Combien de jours de congés ont les employés japonais ?

travailleurs employés en costume japonais marchant dans le métro vers le travail japon congés payés

Le Japon est un pays où le travail est primordial afin d’être bien vu dans la société. Bien qu’ils aient le droit à des jours de congés payés, la plupart des travailleurs japonais ne les prennent pas, pour plusieurs raisons…

La place du travail au Japon

Au Japon, le travail est primordial pour se faire une place dans la société. Donc, plus on travaille, plus on a l’impression d’être reconnu socialement car on n’est pas perçu comme un paresseux. D’ailleurs, les salariés japonais n’hésitent pas à enchainer les heures supplémentaires afin de pouvoir garder leur poste au sein d’une entreprise.

C’est pour cette raison que les salariés japonais ne prennent, en moyenne, que la moitié de leurs congés payés autorisés par an. Ce qui, d’ailleurs, mène chaque année, 200 travailleurs japonais au « Karoshi » (mort au travail) suite à un arrêt cardiaque dû à leur stress et à leur surmenage.

Combien de jours de congés peuvent prendre les travailleurs japonais ?

Les jours de congés sont peu utilisés au Japon

En 2017, les travailleurs japonais devaient avoir au minimum 10 jours de congés payés annuellement. En réalité (bonne nouvelle), en fonction de leur contrat de travail, les japonais disposent en général de 18,5 jours de congés payés annuels, selon une étude du Ministère du Travail au Japon.

Mais les employés japonais ayant peur de perdre leur emploi ou d’être mal perçus par la société, ne prennent que 9 jours de congés payés par an… seulement !

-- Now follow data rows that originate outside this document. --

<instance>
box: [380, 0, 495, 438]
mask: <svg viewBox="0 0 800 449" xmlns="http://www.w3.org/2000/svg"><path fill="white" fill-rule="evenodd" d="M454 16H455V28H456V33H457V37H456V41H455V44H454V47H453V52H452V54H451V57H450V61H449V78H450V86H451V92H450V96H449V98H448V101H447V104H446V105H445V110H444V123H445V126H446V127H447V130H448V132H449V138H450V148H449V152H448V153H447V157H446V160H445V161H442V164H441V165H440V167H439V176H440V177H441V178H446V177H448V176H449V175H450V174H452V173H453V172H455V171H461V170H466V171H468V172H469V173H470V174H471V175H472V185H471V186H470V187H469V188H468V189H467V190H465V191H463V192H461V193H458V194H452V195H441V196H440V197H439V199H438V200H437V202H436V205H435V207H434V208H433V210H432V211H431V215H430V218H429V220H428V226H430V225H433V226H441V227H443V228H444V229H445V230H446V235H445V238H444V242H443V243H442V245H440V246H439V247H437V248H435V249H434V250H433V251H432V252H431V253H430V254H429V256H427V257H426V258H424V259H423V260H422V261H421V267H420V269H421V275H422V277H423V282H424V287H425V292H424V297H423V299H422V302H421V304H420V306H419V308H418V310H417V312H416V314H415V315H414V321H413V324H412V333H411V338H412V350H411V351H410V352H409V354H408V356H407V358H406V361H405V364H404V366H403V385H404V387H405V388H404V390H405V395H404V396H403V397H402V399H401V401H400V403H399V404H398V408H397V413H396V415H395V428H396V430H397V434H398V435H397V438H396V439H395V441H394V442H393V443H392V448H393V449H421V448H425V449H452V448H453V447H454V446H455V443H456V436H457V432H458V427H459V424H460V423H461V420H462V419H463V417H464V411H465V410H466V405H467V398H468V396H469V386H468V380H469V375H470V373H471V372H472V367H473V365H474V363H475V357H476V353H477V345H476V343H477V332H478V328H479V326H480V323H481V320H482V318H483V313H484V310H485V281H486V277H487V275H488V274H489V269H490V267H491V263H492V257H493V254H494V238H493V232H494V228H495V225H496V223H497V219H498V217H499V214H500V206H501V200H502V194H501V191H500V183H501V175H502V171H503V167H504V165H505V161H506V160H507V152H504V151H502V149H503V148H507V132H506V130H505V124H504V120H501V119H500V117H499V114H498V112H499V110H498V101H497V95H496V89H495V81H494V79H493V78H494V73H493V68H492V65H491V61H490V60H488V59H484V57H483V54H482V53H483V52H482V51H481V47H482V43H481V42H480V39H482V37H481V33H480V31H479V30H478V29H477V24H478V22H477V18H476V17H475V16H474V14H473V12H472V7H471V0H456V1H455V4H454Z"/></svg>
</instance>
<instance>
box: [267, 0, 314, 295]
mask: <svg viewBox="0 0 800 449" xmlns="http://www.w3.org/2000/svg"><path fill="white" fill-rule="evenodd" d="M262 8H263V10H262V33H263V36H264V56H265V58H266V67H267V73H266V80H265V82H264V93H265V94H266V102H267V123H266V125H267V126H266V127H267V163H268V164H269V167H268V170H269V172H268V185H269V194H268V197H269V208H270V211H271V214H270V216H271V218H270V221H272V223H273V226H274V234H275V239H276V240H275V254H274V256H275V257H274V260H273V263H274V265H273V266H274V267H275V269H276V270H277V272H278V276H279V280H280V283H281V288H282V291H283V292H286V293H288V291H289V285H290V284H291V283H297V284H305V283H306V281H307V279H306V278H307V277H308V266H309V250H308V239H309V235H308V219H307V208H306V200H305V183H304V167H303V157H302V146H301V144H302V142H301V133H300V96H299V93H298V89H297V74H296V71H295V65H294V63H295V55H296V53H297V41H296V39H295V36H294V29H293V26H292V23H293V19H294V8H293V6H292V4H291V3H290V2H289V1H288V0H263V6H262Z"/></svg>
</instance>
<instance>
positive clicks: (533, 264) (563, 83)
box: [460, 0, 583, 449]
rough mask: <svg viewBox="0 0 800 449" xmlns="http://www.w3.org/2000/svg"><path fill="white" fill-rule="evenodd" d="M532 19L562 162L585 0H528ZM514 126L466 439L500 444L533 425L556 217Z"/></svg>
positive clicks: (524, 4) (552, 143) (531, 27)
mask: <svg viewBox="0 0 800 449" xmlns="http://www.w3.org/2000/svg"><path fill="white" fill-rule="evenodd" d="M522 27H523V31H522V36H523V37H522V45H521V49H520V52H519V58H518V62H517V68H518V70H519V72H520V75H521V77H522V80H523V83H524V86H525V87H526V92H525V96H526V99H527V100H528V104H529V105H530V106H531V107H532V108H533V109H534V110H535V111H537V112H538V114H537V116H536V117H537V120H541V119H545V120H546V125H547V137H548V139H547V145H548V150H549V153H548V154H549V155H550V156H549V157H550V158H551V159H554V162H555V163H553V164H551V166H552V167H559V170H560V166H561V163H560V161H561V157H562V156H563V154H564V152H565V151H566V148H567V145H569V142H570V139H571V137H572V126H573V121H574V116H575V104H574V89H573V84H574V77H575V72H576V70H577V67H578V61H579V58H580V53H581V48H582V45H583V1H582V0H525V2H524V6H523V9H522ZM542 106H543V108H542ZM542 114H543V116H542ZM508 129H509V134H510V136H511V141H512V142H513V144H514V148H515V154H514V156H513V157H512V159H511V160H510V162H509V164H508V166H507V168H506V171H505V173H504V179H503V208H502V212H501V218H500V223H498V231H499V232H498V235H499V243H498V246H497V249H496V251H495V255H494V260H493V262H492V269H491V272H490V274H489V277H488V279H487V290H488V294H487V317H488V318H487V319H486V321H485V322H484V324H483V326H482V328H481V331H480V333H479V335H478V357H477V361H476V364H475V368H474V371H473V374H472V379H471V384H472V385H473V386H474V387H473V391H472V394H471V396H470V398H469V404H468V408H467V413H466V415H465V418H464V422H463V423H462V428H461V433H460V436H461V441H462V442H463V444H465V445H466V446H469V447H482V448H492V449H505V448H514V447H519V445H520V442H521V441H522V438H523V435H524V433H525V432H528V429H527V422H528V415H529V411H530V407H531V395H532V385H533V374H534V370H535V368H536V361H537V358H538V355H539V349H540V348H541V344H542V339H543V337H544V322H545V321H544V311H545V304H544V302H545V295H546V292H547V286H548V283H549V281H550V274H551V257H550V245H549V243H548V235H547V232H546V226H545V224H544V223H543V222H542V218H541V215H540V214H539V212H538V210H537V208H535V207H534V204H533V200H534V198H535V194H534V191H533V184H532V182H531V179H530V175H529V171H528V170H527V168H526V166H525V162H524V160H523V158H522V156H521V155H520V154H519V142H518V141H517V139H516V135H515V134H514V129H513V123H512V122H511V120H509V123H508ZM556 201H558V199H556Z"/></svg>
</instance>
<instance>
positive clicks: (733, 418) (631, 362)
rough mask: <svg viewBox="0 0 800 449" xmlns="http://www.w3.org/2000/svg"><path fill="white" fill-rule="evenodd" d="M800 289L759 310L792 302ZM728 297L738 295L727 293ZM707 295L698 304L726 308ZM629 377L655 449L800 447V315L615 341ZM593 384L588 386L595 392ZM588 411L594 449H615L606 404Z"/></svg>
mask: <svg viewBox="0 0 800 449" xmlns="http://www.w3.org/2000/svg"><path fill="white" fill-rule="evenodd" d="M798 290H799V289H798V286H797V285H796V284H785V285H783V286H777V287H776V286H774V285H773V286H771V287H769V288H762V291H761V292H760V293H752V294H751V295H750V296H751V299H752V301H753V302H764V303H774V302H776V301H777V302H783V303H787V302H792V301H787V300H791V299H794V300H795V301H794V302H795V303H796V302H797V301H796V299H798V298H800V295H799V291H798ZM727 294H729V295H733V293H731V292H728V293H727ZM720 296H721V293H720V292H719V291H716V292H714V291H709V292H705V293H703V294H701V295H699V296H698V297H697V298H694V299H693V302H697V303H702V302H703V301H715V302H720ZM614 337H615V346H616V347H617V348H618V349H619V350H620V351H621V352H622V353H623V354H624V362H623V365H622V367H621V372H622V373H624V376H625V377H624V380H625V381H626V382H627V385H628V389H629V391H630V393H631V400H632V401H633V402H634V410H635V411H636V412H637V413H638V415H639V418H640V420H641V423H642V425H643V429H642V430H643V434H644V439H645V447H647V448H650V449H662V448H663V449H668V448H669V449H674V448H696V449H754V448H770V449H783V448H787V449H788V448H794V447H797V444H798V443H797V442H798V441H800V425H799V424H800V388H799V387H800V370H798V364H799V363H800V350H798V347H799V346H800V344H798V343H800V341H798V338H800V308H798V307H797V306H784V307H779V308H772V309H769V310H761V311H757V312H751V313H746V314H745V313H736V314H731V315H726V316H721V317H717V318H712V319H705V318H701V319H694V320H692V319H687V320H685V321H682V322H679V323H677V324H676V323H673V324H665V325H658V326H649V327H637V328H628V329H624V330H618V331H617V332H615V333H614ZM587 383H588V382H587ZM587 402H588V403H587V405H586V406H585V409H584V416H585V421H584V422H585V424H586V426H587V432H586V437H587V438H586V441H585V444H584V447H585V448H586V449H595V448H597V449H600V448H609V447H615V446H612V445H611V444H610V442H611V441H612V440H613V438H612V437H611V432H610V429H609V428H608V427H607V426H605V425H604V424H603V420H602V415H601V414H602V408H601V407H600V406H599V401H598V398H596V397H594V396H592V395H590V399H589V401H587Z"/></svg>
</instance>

D’ailleurs, les salariés japonais n’utilisent généralement pas ces jours de congés payés pour se relaxer en vacances, non ! Ils les utilisent plutôt pour les jours de maladie. Autant vous dire que les vacances ne sont pas encore ancrées dans la culture des travailleurs nippons.

Le gouvernement japonais s’inquiète pour ses salariés

Actuellement, l’état japonais s’inquiète des centaines d’employés morts au travail, suite au stress chronique, à la fatigue et à l’épuisement physique et psychologique. Il souhaite donc mettre en place dans les entreprises, l’obligation pour les salariés de prendre leurs jours de congés payés annuels.

Avec 10 jours de congés payés par an (sur une base de 5 jours par semaine), les japonais se placent en avant-dernière place, sur une base de 9 pays comparés. Le Japon se situe devant la Chine qui n’a que 5 jours de congés payés par an, ainsi que devant l’Inde qui se place en dernière position avec 0 jour de congé payé par an.

D’ailleurs, le 1er ministre Shinjiro Koizumi a essayé de faire progresser la situation d’une manière peu commune…

salariés employés japonais traversant la route aux heures de pointe à Tokyo au Japon
Heure de pointe à Tokyo au Japon

Les congés paternité au Japon

Un congé très rarement pris par les travailleurs japonais

Le premier ministre Shinjiro Koizumi a pris 2 semaines de congé paternité suite à la naissance de son nouveau né. Ceci parait anodin, mais au Japon, très peu de nouveaux pères prennent leurs congés paternité. Il considèrent que c’est à la mère de mettre de côté sa vie professionnelle (parfois même d’abandonner sa place dans la société) lors de la naissance de leur bébé. D’après certains sondages, un tiers des femmes renoncent à leur carrière afin de se consacrer à l’éducation de leurs enfants.

Un congé vu d’un mauvais œil dans la culture japonaise

En 2018, seulement 6% des pères ont pris un congé payé suite à la naissance de leur enfant. Dans la société japonaise, il est très mal vu pour un homme de prendre un congé parental. Ayant peur d’être déshonorés, les papas ne prennent donc pas leur congé parental. Ceci équivaudrait pour eux à prendre le rôle qu’ils assignent à la femme dans le foyer.

De plus, les hommes de la vieille école déclarent ne pas aimer quitter leur emploi dans le but d’effectuer des tâches ménagères, qu’ils considèrent destinées aux femmes.

Paradoxalement, l’Etat japonais offre 1 an de congé parental aux hommes comme aux femmes lors de la naissance d’un nouveau-né. Ceci est d’ailleurs une durée très généreuse, comparé à la majorité des autres pays du monde.